How so? It is possible to disable/remove knot and deploy another scenario, which requires of course more manual effort (in depth knowledge) to set up, but that does not necessarily break anything, if set up correctly.

zemunonixo · July 1, 2019, 12:00pm

There doesnt seem to be much choice. My recently arrived Mox is an expensive brick otherwise. The current available settings in forris & luci or rather lack thereof means its a manual install anyway. DISAPPOINTED

Thanks - I will take a look at turning knot off.

vcunat · July 1, 2019, 12:07pm

No, that’s not planned and very unlikely to happen. (I’m Knot Resolver developer.) Basically everyone in the past few years has been shifting to IETF-standardized protocols, in particular DNS over TLS and lately over HTTPS, too. Both of these run on the well-maintained TLS protocol.
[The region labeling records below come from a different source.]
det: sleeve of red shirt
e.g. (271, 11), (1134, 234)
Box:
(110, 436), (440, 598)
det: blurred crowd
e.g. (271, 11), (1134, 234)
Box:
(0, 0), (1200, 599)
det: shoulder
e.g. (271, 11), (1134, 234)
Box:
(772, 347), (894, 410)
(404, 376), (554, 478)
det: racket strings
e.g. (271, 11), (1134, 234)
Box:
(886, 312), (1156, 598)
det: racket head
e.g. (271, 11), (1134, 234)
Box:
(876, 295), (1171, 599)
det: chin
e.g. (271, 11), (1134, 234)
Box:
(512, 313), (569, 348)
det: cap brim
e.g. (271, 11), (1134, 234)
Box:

Probably, but I haven’t seen references here on the forum – I can only remember people wanting to switch from Knot Resolver or Unbound “back” to Dnsmasq.
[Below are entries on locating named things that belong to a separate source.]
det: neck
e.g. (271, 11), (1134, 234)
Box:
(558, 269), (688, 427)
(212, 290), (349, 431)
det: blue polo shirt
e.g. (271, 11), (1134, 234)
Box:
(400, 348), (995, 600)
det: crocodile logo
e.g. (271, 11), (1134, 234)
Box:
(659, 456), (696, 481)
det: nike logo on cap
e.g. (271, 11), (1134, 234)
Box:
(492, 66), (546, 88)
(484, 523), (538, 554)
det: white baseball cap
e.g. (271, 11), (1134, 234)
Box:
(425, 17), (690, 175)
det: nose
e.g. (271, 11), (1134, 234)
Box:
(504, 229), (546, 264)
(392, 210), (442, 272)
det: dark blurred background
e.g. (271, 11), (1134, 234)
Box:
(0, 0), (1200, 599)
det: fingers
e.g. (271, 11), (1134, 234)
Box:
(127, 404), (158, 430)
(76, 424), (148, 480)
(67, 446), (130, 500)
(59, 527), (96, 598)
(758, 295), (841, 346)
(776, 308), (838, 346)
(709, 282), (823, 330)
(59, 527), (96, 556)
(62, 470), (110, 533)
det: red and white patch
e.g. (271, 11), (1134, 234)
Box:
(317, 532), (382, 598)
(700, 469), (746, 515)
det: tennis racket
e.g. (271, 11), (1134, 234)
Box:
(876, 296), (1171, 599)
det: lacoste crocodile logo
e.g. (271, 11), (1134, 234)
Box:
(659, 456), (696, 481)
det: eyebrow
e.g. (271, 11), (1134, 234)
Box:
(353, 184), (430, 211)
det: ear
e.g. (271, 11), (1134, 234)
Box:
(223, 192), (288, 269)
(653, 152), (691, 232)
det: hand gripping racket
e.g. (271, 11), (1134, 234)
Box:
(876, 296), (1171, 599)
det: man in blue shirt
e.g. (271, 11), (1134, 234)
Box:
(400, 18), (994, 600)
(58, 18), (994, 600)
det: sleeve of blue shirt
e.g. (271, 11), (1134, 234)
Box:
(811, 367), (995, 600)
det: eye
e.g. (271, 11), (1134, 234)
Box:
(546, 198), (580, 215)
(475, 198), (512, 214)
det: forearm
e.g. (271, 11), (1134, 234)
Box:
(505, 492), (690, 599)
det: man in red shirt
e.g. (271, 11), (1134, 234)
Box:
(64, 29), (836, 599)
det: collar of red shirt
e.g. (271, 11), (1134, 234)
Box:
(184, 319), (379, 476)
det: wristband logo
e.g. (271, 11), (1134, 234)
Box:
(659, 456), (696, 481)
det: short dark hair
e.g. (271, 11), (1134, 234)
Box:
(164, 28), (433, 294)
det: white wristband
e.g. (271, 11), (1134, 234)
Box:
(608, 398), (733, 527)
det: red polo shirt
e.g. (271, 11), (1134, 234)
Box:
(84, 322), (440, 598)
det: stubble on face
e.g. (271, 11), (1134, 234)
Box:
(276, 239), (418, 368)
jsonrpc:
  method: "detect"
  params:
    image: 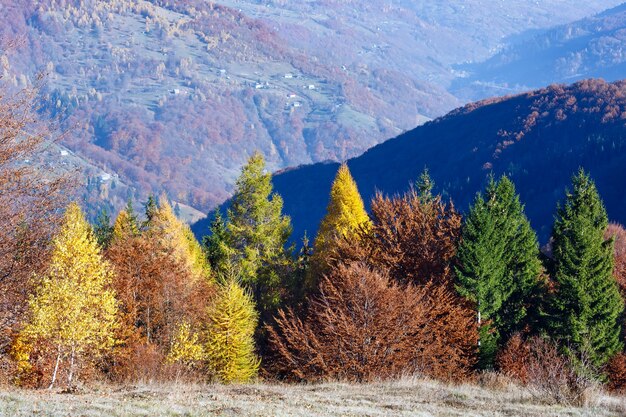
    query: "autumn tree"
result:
[111,205,139,240]
[456,176,541,368]
[604,223,626,298]
[0,72,76,374]
[204,279,260,383]
[549,169,624,366]
[146,198,211,280]
[267,262,477,382]
[106,228,214,380]
[308,164,370,282]
[361,190,461,288]
[21,203,117,388]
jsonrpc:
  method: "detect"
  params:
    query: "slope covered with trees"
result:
[274,80,626,244]
[0,0,618,217]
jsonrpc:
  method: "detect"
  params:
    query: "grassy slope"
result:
[0,380,626,417]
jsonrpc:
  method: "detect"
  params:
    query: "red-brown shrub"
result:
[103,234,214,380]
[496,334,593,405]
[606,352,626,393]
[363,190,461,285]
[604,223,626,296]
[267,262,478,382]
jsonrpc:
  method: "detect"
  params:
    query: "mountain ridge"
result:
[255,80,626,242]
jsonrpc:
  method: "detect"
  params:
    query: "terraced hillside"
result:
[0,0,618,210]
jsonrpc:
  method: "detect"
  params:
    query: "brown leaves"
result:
[0,79,74,376]
[268,262,477,382]
[106,234,214,378]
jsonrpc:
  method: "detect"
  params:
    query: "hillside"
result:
[451,3,626,98]
[0,0,618,210]
[0,379,626,417]
[274,80,626,242]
ftmx · July 1, 2019, 12:35pm

This is a misleading statement. It has to be manually installed, configured, and maintained separately from all the other packages. The same can be done in the Turris OS, with the only exception that OpenWRT does not overwrite your settings during the upgrade.

ftmx · July 1, 2019, 1:30pm

Well, unless I am misinterpreting this, I am seeing a lot of support for dnscrypt as well; especially and including the big players.
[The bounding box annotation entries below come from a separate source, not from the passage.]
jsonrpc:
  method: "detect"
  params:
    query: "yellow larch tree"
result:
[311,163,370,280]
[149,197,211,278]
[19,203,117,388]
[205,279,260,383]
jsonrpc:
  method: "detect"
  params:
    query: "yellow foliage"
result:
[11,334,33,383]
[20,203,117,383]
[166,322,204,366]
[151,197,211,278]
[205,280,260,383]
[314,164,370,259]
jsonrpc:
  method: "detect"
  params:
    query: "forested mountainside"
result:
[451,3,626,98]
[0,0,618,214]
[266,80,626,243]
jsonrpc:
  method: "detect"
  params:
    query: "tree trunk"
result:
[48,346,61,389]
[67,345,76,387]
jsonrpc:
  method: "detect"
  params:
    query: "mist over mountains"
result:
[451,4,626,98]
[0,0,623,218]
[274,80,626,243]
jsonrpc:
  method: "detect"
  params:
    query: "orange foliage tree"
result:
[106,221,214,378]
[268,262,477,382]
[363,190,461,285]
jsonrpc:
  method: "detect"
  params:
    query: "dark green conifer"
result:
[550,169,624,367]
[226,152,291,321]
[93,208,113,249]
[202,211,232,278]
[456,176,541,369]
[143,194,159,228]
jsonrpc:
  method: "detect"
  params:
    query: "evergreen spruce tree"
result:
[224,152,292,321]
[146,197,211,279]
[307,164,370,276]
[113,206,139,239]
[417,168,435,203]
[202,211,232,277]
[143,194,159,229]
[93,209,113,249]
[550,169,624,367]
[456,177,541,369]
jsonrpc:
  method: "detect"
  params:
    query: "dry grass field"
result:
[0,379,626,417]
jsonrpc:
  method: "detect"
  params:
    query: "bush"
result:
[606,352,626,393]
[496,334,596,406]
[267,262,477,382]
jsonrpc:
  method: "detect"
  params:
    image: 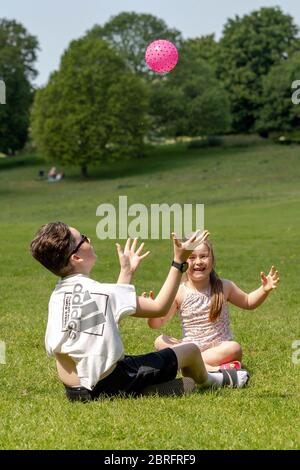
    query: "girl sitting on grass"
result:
[148,240,279,371]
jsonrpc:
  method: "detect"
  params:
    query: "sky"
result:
[0,0,300,86]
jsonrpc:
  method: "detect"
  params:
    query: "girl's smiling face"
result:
[187,243,214,281]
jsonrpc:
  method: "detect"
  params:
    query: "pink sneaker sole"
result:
[220,361,242,370]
vcunat · July 1, 2019, 1:42pm

That’s a wrong link (so I don’t know what you refer to).

ftmx · July 1, 2019, 1:53pm

Apologies. I fixed the link: https://dnscrypt.info/public-servers

ljelinek · July 1, 2019, 2:14pm

dnscrypt is defective by design in several ways and thus it shouldn’t be spreaded. DNS over TLS is a much better (and proposed as a standard) way how to ensure DNS security.

anon50890781 · July 1, 2019, 2:17pm

Unless TLS1.3 is deployed DoT has its own issues owed to the shortcomings of previous TLS versions.

It was however revealing when the dnscrypt-proxy long time maintainer vacated that spot end '17 / beg '18 that he was not convinced of dnscrypt going to make it into the major league or even to become a standard.

zemunonixo · July 1, 2019, 2:20pm

@ ftmx sorry I should have been more clear. v1 is available as a package hence no issue; v2 which is what’s really required would be a manual install currently but hopefully there will be a package soon.

vcunat Knot Resolver Team, ljelinek Turris Team

Thats very narrow minded. Nor does make any sense. DNSCRYPT v2 hash/stamp enables easily and secure connection with Doh or TLS ! So if not planned / not likely to happen I for one have no interest in using Knot.

I will try to take a look and see if anyone has successfully removed Knot and installed v2

Can you address why DNS settings in luci/admin/network/dhcp or on interfaces are being ignored in favour of the default settings?

Starting to think it maybe time to post a listing in marketplace for a couple of spanking new Mox. The only reason I bought Mox was for secure DNS & OpenVPN Client both of which are proving to be a pain in the ass. It’s taking way too much effort to setup and there is no documentation so go round in circles.

zemunonixo · July 1, 2019, 2:25pm

vcunat · July 1, 2019, 2:27pm

The dnscrypt hash is somehow related to DoH or DoT (DNS over HTTPS or TLS)? Sounds like you’re mixing the software with the protocol. Forwarding over TLS is supported and the other side is verified (in the usual way, typically “web CA”).

anon50890781 · July 1, 2019, 2:28pm

DoH is for client apps and not caching resolvers.

Search results for 'dnscrypt' - OpenWrt Forum order%3Alatest

https://twitter.com/jedisct1/status/928942292202860544?lang=de

zemunonixo · July 1, 2019, 2:32pm

Going back to the original point and title of the thread

Foris - add option for custom DNS servers

What is needed is the ability to add custom DNS by IP, domain and sdns:// stamp both upstream and downstream.